2015-2016 Bible Challenge, devotionals, resources, Uncategorized

Eternal Peace (a meditation)

The wolf shall dwell with the lamb, and the leopard shall lie down with the young goat, and the calf and the lion and the fattened calf together; and a little child shall lead them. ~ Isaiah 11:6

We dream of peace in an unpeaceful world (at least we should). We know well that sense of lack of peace—not just personal times of turmoil, but global turmoil. Especially in an age when we can read about or hear about murders, persecutions, and terrorist attacks at home as well as the far reaches of the world in an instant with just the click of a few buttons. A lack of peace dominates global news.

Yet thousands of years ago the Bible prophesied of a King who would bring an end to violence, wars, and hate, and usher in an eternity of true peace.

Isaiah 11 is one of these prophecies. Isaiah spoke about one who would come from the line of King David. The Spirit will be upon this King, the fear of the Lord will be his delight, and he will judge in perfect righteousness. Under his rule, natural enemies will be at peace within each other’s presence.

Isaiah 11:9 says, “They shall not hurt or destroy in all my holy mountain; for the earth shall be full of the knowledge of the Lord as the waters cover the sea.”

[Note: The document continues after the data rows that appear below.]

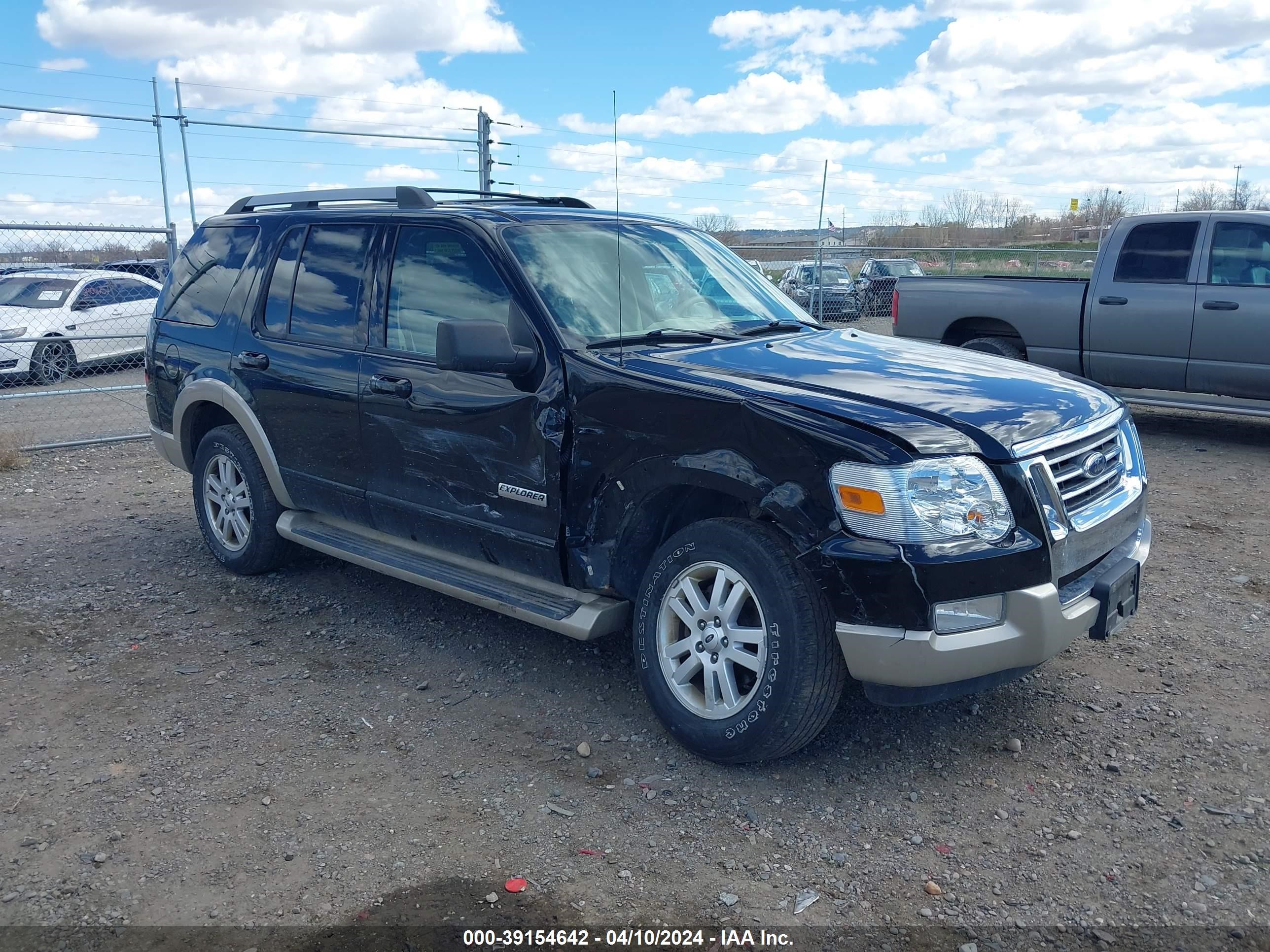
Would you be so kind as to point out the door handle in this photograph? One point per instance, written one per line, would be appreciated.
(252, 361)
(394, 386)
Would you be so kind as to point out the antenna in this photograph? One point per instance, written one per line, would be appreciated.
(618, 207)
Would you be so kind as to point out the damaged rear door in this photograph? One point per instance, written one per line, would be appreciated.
(468, 462)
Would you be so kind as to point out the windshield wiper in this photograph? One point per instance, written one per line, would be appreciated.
(202, 270)
(777, 327)
(669, 334)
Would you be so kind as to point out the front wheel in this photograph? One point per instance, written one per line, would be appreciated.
(235, 507)
(1001, 347)
(735, 643)
(54, 361)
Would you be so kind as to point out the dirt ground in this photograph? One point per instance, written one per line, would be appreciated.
(314, 758)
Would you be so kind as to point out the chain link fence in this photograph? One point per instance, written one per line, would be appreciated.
(75, 303)
(873, 296)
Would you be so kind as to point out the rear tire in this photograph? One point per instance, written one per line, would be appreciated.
(235, 506)
(728, 601)
(1001, 347)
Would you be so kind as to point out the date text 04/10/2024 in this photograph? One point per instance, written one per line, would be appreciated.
(656, 938)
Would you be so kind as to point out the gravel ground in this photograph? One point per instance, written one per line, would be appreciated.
(304, 757)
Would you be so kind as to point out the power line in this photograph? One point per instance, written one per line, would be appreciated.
(360, 122)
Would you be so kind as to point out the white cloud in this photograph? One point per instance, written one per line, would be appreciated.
(801, 37)
(68, 65)
(400, 173)
(51, 126)
(803, 153)
(760, 103)
(324, 47)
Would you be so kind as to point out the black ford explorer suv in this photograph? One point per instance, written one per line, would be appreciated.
(592, 424)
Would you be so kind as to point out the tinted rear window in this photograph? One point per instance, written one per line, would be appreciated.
(205, 272)
(1158, 252)
(329, 283)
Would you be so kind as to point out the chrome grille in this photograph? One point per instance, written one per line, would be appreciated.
(1079, 484)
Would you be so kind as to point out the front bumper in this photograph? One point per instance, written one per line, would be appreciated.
(168, 447)
(902, 667)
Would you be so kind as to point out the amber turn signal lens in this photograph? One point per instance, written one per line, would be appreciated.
(861, 501)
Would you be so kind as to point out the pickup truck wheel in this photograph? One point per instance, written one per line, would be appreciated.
(235, 507)
(735, 643)
(1001, 347)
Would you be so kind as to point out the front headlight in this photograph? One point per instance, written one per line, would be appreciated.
(927, 501)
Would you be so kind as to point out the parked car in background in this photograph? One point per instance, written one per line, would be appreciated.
(807, 282)
(877, 281)
(58, 322)
(153, 268)
(1176, 312)
(470, 397)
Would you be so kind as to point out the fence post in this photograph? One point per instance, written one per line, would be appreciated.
(184, 153)
(483, 158)
(163, 166)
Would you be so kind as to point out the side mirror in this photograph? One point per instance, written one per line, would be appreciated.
(482, 347)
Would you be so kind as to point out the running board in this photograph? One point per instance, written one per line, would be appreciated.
(579, 615)
(1205, 403)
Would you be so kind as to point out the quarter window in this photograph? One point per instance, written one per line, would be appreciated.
(277, 303)
(205, 272)
(1158, 252)
(324, 305)
(439, 276)
(1241, 254)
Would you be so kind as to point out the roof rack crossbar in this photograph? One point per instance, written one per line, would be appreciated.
(563, 201)
(402, 196)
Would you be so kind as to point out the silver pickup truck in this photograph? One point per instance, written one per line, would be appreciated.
(1176, 312)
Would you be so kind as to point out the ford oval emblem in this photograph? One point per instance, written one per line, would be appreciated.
(1094, 465)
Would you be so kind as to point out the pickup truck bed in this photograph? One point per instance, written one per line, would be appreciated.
(1176, 312)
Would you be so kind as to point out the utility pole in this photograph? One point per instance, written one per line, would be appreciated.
(1103, 217)
(819, 244)
(484, 160)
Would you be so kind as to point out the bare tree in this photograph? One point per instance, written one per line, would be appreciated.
(1204, 199)
(963, 207)
(1249, 197)
(934, 216)
(715, 223)
(888, 229)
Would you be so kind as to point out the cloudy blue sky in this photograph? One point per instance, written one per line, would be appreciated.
(722, 107)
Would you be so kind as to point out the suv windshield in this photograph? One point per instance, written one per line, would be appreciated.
(897, 267)
(673, 278)
(35, 292)
(830, 273)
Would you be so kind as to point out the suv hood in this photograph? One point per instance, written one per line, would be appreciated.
(936, 399)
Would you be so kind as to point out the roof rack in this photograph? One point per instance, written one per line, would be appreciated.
(400, 196)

We know this prophecy points forward to Jesus’ eternal reign because part of it is repeated in Isaiah 65, where we read: “The wolf and the lamb shall graze together; the lion shall eat straw like the ox, and dust shall be the serpent’s food. They shall not hurt or destroy in all my holy mountain” (65:25, cf. 11:6, 9). That section of Isaiah 65 begins with the promise, “For behold, I create new heavens and a new earth, and the former things shall not be remembered or come into mind” (65:17). This calls us to think ahead to the glimpse of eternity in Revelation 21&22.

As perfect, eternal peace is coming, so Jesus says to us today: “Blessed are the peacemakers for they shall be called sons and daughters of God” (Matthew 5:9). The King calls his followers to mimic him in peacemaking. We strive for this as we seek to reconcile people to God and people with other people.

Will we see every attempt at this succeed? No, for sin will still corrupt and bring division, hatred, and war, until Jesus comes back. But that doesn’t give us an excuse to not try. Personal, familial, community, and global peacemaking should be our aim today as citizens of the kingdom of eternal peace.

This post is part of our ongoing journey through the Bible as a church.